Course: Dinner
Cuisine: American
Prep Time: 10 minutes
Cook Time: 50 minutes
Total Time: 1 hour
Servings: 6
Ingredients
- 1 (1.5 lb) bag Baby Boomer Little Potatoes (or Yukon Gold potatoes)
- 2 lbs skinless, boneless chicken breasts, cut into 1-inch cubes
- Salt and pepper to taste
- ½ cup prepared ranch dressing, divided
- 2 cups Mexican cheese blend, shredded
- 1 cup cooked and crumbled bacon
- ½ cup diced green onions

Instructions
- Preheat Oven
Preheat your oven to 450°F and grease a 9×13-inch casserole dish with cooking spray. - Prepare the Potatoes
- Cut the potatoes into 1-inch cubes.
- In a large bowl, toss the potatoes with ¼ cup ranch dressing. Season with salt and pepper.
- Transfer the potatoes to the prepared casserole dish and spread them out evenly.
- Bake the Potatoes
- Bake for 30 minutes, stirring once halfway through cooking to ensure even baking.
- Marinate the Chicken
- While the potatoes bake, combine the chicken pieces with the remaining ¼ cup ranch dressing in a bowl. Set aside to marinate.
- Combine Chicken and Potatoes
- After 30 minutes, remove the casserole dish from the oven.
- Arrange the marinated chicken over the partially baked potatoes.

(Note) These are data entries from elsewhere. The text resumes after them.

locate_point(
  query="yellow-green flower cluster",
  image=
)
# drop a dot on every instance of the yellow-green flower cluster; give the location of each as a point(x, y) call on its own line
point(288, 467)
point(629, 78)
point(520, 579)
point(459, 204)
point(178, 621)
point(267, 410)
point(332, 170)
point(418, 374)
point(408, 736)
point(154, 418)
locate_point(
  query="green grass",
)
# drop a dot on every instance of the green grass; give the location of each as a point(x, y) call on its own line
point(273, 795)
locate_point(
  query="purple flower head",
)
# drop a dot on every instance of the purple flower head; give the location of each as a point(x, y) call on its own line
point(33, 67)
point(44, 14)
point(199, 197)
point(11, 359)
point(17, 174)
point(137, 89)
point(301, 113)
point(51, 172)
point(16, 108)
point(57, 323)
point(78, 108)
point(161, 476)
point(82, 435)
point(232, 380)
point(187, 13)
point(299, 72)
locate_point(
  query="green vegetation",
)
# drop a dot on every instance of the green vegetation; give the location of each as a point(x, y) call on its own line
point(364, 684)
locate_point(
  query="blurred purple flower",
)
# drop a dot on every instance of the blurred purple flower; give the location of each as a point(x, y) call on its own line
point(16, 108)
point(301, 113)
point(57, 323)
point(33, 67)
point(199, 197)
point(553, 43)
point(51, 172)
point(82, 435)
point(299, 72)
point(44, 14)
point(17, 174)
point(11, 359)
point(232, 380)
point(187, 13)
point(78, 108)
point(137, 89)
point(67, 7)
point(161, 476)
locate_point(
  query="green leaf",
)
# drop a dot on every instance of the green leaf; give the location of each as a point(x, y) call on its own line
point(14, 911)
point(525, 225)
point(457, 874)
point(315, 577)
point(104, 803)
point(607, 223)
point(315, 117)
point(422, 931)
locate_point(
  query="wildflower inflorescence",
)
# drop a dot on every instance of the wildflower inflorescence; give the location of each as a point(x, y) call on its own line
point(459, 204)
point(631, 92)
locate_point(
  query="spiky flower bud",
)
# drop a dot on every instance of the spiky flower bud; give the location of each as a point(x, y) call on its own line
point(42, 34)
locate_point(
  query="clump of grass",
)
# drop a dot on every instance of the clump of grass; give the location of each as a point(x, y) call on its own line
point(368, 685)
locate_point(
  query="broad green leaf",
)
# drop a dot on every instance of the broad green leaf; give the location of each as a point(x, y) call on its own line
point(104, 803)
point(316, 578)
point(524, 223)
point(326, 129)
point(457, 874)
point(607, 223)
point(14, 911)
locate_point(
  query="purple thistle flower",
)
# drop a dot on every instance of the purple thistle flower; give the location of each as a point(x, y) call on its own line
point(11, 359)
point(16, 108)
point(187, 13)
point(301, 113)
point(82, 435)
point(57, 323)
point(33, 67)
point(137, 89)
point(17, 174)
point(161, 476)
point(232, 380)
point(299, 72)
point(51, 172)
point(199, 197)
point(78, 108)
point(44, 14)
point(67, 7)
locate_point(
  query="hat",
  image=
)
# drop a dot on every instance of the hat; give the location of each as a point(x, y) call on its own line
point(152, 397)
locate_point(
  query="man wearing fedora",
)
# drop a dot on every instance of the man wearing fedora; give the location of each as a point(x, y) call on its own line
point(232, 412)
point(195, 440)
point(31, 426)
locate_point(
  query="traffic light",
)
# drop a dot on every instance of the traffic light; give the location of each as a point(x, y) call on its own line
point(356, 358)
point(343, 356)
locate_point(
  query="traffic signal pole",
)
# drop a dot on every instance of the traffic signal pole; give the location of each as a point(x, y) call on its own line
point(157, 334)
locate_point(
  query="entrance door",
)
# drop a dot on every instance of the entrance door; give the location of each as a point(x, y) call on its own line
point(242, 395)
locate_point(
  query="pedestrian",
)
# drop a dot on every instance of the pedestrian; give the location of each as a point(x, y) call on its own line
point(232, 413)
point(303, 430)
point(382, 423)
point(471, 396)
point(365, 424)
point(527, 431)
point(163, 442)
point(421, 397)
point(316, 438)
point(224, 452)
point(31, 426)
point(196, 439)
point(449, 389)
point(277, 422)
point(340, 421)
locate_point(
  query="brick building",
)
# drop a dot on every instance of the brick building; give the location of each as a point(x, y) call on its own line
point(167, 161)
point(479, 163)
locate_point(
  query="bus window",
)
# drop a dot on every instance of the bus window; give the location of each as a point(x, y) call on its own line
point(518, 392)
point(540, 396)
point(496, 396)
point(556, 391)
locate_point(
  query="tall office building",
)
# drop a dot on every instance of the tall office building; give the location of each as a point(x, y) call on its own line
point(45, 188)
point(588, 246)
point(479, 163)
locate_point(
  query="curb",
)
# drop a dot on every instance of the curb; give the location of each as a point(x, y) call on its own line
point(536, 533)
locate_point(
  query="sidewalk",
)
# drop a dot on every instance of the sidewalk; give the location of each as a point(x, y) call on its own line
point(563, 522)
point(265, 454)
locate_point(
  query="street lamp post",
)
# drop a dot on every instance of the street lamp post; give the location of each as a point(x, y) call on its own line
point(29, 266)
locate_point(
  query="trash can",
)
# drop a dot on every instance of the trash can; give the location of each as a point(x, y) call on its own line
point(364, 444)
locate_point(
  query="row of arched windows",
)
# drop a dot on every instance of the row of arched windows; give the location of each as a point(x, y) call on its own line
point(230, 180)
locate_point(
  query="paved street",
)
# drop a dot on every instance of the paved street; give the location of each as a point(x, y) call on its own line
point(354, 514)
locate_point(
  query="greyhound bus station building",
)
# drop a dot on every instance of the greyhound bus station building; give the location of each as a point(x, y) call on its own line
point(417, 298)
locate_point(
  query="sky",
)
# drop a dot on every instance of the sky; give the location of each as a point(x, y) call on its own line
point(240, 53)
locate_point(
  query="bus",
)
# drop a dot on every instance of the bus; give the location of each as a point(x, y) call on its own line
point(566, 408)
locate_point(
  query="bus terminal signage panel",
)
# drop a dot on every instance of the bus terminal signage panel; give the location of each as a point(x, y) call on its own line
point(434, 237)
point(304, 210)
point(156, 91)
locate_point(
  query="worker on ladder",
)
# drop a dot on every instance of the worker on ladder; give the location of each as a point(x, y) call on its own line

- Cover the dish with aluminum foil and bake for an additional 20 minutes, or until the chicken is fully cooked.
- Add Toppings
- Remove the foil and sprinkle the chicken and potatoes with crumbled bacon, shredded cheese, and green onions.
- Final Bake
- Return the casserole dish to the oven, uncovered, and bake for 10 minutes, or until the cheese is melted and bubbly.
- Serve
Let the casserole cool slightly before serving. Enjoy your hearty Chicken Bacon Ranch Casserole!